そして、これから9月には全国から集まる生涯野球大会や、昨年の大河ドラマの余韻も含めははき木を題材にした演劇、題字を書かれた根本知さんの講演会、展示会などイベント行事が目白押しです。
上程議案
本議会においてご審議頂く案件は、人事案件1件、条例案件2件、締結案件1件、決算案件6件、予算案件2件、報告案件1件であります。
人事案件1件
阿智村教育長について、任期満了に伴う任命に関する同意をお願いしたい件になります。
条例案件2件
「阿智村個人番号の利用等に関する条例の一部を改正する条例の制定について」は、地方公共団体情報システムの標準化に伴い、住登外者宛名番号管理機能に実装するためであります。
「阿智村ジビエ加工施設設置条例の一部を改正する条例の制定について」は、リニア中央新幹線村道工事による、阿智村ジビエ加工施設の移転に伴い、施設の地番が変更になるものです。
締結案件1件
「清内路定住促進住宅建設工事」の入札結果による請負契約の締結をお願いするものです。
報告案件1件
支障木による損害があり、対物賠償額が確定しましたのでお願いするものであります。
決算案件6件
決算案件は、令和6年度阿智村一般会計及び各特別会計決算の承認を得るものであります。
一般会計決算は、歳入合計6,781,060,000円、歳出合計6,415,164,000円、歳入歳出差引額365,896,000円、翌年度への繰り越し財源112,667,000円を差し引いた実質残額は、253,229,000円となりました。
歳入についてみてみますと、村税836,009千円であり昨年より5月1日%の増、地方交付税は2,912,710千円と昨年より0.6%の増でありました。
歳出については、冒頭で述べた通りです。
特別会計の詳細については上程の都度詳しくご説明いたしますのでよろしくお願いいたします。
予算案件2件
予算案件は、一般、特別ともに補正予算についてであります。
一般会計補正予算第2号は、既定の歳入歳出予算に歳入歳出それぞれ905,601千円を追加し歳入歳出総額8,638,950千円とするものであります。

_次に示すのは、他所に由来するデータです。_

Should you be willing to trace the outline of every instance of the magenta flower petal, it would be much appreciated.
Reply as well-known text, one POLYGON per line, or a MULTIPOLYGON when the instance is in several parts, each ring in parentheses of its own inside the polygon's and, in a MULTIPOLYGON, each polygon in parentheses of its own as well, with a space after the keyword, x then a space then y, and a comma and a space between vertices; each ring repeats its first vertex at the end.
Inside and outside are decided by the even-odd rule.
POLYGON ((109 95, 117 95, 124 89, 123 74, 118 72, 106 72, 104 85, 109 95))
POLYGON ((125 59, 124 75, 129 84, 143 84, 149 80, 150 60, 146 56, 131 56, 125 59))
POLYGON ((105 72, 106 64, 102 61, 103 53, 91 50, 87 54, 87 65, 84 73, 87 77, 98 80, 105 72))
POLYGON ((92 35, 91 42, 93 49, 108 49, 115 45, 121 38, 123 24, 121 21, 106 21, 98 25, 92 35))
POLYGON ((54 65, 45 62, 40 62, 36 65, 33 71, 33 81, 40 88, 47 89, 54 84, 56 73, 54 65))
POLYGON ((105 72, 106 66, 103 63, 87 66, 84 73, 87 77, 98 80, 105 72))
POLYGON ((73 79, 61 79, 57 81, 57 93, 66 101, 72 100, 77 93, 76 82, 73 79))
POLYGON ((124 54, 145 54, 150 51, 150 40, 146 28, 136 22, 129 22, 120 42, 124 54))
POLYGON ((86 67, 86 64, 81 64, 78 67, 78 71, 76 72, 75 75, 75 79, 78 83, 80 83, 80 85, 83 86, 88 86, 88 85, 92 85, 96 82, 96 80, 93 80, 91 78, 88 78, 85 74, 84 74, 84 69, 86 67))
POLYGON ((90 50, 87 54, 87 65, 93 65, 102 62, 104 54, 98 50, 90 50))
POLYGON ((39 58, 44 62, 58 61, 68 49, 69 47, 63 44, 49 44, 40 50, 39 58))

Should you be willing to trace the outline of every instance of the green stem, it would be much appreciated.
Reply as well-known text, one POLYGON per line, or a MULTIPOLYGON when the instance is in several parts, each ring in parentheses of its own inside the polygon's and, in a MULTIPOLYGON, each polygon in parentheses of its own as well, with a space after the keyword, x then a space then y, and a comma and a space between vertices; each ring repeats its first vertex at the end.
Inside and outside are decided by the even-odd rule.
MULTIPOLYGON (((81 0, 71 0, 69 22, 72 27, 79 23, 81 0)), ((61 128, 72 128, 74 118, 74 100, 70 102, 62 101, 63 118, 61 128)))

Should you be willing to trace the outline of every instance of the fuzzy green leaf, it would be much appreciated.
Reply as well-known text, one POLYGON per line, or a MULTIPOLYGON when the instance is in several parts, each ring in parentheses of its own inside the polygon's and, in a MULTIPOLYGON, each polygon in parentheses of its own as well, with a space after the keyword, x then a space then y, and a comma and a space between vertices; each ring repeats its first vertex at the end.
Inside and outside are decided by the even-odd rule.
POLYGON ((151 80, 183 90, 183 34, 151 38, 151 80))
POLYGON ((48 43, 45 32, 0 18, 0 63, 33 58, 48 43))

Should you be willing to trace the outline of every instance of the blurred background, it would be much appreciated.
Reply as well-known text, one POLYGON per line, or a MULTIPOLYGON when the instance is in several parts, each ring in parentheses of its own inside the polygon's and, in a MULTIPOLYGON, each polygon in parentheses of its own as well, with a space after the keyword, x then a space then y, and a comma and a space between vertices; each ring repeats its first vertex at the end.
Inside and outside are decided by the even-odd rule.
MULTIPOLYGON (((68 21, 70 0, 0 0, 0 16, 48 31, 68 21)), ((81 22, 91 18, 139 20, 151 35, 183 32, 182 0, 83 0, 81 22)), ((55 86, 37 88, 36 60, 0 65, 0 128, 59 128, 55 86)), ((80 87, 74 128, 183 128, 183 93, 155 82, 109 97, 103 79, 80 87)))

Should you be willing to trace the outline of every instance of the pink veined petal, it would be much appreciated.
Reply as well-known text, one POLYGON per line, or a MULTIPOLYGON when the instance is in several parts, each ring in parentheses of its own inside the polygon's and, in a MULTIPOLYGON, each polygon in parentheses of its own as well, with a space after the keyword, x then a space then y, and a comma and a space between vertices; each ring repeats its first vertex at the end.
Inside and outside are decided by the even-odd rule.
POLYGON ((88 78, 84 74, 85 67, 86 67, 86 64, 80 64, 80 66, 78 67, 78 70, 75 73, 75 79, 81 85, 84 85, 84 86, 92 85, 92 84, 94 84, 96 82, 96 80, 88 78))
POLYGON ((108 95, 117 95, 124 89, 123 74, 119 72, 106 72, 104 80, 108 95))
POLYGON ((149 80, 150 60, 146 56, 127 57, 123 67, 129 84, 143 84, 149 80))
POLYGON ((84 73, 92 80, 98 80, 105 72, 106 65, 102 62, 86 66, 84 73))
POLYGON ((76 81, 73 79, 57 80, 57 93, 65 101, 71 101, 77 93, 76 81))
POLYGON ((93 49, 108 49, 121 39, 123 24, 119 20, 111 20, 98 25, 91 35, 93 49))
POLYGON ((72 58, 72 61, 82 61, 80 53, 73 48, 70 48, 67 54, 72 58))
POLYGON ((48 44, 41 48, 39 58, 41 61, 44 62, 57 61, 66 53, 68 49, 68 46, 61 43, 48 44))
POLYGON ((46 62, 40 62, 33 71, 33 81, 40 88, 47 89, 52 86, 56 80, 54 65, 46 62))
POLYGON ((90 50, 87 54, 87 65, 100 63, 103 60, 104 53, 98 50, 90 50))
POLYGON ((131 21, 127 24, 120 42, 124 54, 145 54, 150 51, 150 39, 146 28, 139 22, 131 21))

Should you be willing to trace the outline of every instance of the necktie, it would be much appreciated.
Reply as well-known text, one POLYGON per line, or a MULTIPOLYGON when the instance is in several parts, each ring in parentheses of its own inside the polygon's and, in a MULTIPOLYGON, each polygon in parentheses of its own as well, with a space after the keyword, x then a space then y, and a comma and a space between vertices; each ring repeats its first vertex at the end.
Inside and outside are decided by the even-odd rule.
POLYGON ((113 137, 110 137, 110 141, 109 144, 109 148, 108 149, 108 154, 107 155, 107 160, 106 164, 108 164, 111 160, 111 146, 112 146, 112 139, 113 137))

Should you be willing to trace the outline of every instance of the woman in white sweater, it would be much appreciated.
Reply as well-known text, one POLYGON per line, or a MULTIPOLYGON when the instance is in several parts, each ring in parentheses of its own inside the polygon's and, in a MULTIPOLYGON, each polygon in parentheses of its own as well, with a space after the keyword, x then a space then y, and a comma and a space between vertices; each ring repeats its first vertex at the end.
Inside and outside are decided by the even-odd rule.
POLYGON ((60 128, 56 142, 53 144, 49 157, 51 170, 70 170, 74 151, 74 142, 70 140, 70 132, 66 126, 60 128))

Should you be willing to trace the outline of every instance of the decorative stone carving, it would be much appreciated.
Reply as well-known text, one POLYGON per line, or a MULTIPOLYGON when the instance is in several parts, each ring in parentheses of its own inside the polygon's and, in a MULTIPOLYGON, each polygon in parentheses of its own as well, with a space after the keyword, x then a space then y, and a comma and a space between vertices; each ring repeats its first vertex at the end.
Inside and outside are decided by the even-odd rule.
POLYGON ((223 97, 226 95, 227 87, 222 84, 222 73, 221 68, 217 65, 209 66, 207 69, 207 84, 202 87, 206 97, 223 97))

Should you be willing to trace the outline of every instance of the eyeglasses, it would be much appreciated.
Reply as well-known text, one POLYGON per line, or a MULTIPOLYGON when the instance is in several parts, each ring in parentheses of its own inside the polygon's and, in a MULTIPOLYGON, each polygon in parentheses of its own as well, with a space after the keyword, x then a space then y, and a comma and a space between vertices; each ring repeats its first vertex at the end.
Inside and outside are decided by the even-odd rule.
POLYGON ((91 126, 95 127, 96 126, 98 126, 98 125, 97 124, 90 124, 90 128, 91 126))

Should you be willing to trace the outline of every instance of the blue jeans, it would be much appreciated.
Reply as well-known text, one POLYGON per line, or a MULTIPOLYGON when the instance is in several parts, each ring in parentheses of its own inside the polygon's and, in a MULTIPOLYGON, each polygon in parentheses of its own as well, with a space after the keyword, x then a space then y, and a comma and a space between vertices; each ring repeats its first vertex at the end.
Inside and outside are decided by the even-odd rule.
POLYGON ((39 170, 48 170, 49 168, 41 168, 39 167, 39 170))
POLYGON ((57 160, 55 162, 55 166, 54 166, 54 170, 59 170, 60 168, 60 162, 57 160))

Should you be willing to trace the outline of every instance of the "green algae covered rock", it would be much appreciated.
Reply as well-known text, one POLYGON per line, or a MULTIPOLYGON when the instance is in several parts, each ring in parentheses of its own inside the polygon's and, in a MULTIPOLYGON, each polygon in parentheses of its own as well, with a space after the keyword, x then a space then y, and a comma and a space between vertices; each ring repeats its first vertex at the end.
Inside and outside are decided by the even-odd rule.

又、一時借入金の額を8憶円から10憶円にするものです。
歳出の主なもの
・コミュニティ館エレベーター改修工事・・・21,000千円
・まちづくり整備七久里環境保全委託料・・・20,075千円
・リニア対策事業費・・・654,400千円
・宿泊税システム改修補助・・・16,000千円
・えんばな厨房エアコン更新・・・1,270千円
・鳥獣捕獲報償費・・・12,535千円
・村道維持補修工事・・・25,000千円
・前年度繰越金の2分の1を財政調整基金に積立・・・52,000千円
特にリニア工事関連で、村道1-20号線等の改良工事や発生土置き場造成工事のために、予算を盛らせて頂きました。財源はJR東海の負担金となります。又宿泊税関係の広報や各旅館のシステム改修費を出させて頂く予定になっています。
特別会計についてはそれぞれ必要な補正を行います。
以上、ご審議いただく案件についてご説明いたしました。詳細については上程の都度詳しくご説明いたしますのでよろしくご審議賜りますようお願い申し上げます。
おわりに
さて、私事ですが来年2月に任期満了となる村長選挙につきまして、お話しさせて頂きます。私は平成26年2月に就任して以来、3期12年間、村の舵取りを担って参りました。
1期目は行政という組織の中での初めての経験ではありましたが、無我夢中の毎日であったような気がいたします。村民にわかりやすい行政情報の伝え方、明るく親切な対応を掲げ、「星ふるさと」や「阿智家族」といった言葉で伝えて参りました。天皇皇后両陛下ご来村の対応、阿智昼神観光局の立ち上げ、星の事業、定住施策促進など事業を展開して参りました。
2期目は第6次総合計画の策定が主な事業で、広く村民の方からアンケートや意見を聞きながら進め、住民が思っている事や村の課題がわかり、10年間の計画が策定され、智里西保育園やデイサービスひだまり、西部衛生施設改修等のインフラ整備も行ってきました。しかし、最後の1年半はコロナウィルス感染の猛威があり、その対応がほとんどの毎日でした。
3期目のスタートもしばらくはコロナの対応、世界紛争による物価高騰対策がメインの仕事でした。コロナは落ち着いてきましたが、日本中が全体に停滞感が否めず将来が不安な中で、これから急速な少子化対策や、リニアが来るまちづくりの計画も総仕上げに入ります。 3期では、まだ夢半ばであり、これから解決しなければならない課題もあります。何より、住民の命を守り、特に若い方が夢と希望を持てるような村づくり、若者が戻ってきたくなるような地域にする事が私の仕事です。住民の方と共に創り出す「共創」の精神で阿智家族の想いをさらに具体的に打ち出していかなくてはなりません。そのような状況の中で、次期村長選に挑戦させて頂きたく思っています。どうぞよろしくお願いいたします。
これから、清内路では伝統の手作り花火や各地域でお祭りや敬老会、運動会と多くの皆さんが協力して楽しんで頂く機会が多かろうと思います。私もお伺いさせて頂いて村民の皆さんと直接お話ができる場でもあります。皆さんが集う中で村の将来の事を話す場でもあればよいかと思っています。今年も9月15日の敬老の日を中心に、百歳、米寿の方などにお祝いの訪問をさせて頂く事になっています。皆さんいつまでもお元気で、村の歴史や伝統、素晴らしさをしっかり私達に伝えていってもらいたいと願います。
以上本会議に上程いたします議案等について申し上げました。みなさんと共に住みたい地域、夢のある地域に向かって、いい村作りにまい進していきますようご尽力をお願いして9月定例議会のあいさつと致します。